One hundred and eighty-one large, juicy simoleons; count 'em, one
hundred and eighty-one!" And he threw the money on the desk.

"Everything paid?" asked Bobby.

"Here's the receipts," and from inside his vest Mr. Bates produced
them. "Ground rent, light, heat, payroll, advertising, my own little
old weekly envelope and everything; and I got one-eighty-one in my
other kick for my share."

"Very well," said Bobby; "you just put this money of mine into a fund
to buy further equipments when we need them."

"Nit and nix; also no!" declared Mr. Bates emphatically. "This time
the bet goes as she lays. You take a real money drag-down from now
on."

"Mr. Johnson," called Bobby through the open door, "please take charge
of this one hundred and eighty-one dollars, and open a separate
account for my investment in the Bates Athletic Hall. It might be,
Biff," he continued, turning to Mr. Bates, "that yours would turn out
to be the only safe business venture I ever made."

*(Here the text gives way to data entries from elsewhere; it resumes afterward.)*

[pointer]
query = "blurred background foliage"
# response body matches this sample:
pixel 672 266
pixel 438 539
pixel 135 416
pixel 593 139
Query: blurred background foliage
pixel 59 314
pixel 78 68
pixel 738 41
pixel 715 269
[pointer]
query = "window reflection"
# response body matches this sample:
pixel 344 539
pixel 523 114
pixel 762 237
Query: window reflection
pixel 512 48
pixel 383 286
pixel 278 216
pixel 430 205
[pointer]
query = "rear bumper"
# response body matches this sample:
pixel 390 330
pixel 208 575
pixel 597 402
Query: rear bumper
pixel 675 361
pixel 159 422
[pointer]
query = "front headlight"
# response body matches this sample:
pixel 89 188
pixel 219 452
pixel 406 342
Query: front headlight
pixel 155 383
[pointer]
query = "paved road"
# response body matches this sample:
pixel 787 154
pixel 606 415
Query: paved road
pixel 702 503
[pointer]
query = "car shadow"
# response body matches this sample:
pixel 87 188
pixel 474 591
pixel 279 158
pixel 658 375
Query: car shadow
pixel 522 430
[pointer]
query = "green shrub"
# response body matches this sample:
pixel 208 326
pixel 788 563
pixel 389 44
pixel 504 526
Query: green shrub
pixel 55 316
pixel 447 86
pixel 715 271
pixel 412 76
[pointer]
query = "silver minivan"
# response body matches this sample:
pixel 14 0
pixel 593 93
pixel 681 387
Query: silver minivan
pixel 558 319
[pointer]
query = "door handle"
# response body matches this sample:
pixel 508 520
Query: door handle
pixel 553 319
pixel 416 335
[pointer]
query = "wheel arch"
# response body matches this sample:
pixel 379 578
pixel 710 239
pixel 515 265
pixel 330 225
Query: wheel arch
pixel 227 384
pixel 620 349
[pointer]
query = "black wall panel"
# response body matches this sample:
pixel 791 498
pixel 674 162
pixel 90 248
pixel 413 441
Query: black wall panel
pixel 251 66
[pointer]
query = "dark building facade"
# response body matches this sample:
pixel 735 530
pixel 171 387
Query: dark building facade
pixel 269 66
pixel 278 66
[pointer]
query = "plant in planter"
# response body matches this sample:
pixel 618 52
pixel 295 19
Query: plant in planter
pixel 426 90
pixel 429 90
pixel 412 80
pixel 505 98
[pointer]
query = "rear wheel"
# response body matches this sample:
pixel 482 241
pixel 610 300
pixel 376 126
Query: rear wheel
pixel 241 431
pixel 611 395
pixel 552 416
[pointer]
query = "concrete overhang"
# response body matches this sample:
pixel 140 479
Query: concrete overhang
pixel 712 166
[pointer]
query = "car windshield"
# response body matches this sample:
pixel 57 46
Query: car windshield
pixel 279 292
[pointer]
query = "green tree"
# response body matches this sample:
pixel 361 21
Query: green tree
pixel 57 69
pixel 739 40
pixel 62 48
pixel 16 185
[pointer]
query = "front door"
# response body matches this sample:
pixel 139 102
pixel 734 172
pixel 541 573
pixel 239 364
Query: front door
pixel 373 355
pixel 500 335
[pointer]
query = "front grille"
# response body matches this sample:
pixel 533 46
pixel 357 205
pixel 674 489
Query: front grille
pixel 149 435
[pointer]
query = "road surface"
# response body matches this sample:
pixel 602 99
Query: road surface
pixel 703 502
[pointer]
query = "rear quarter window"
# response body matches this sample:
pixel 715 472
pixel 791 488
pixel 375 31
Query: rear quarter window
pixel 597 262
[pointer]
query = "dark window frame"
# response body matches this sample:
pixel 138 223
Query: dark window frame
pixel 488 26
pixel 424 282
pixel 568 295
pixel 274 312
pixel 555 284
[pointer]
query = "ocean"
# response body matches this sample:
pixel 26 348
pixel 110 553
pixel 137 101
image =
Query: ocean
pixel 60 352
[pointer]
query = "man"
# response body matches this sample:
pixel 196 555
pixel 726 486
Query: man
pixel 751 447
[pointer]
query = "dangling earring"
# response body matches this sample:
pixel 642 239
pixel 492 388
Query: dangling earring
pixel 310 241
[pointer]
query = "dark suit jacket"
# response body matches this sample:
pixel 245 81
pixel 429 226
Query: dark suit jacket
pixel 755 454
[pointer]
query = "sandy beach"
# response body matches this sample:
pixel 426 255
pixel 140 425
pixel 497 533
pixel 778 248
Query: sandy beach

"It ain't no millionaire stunt, but it sure does pay a steady divvy,"
Mr. Bates assured him. "I see a man outside scraping the real-estate
sign off the door. Is he going to paint a new one?"

"I don't know," said Bobby, frowning. "I shall, of course, get into
something very shortly, but I've not settled on anything as yet. The
best thing that has turned up so far is an interest in the Brightlight
Electric Company offered me to-day by Frank L. Sharpe."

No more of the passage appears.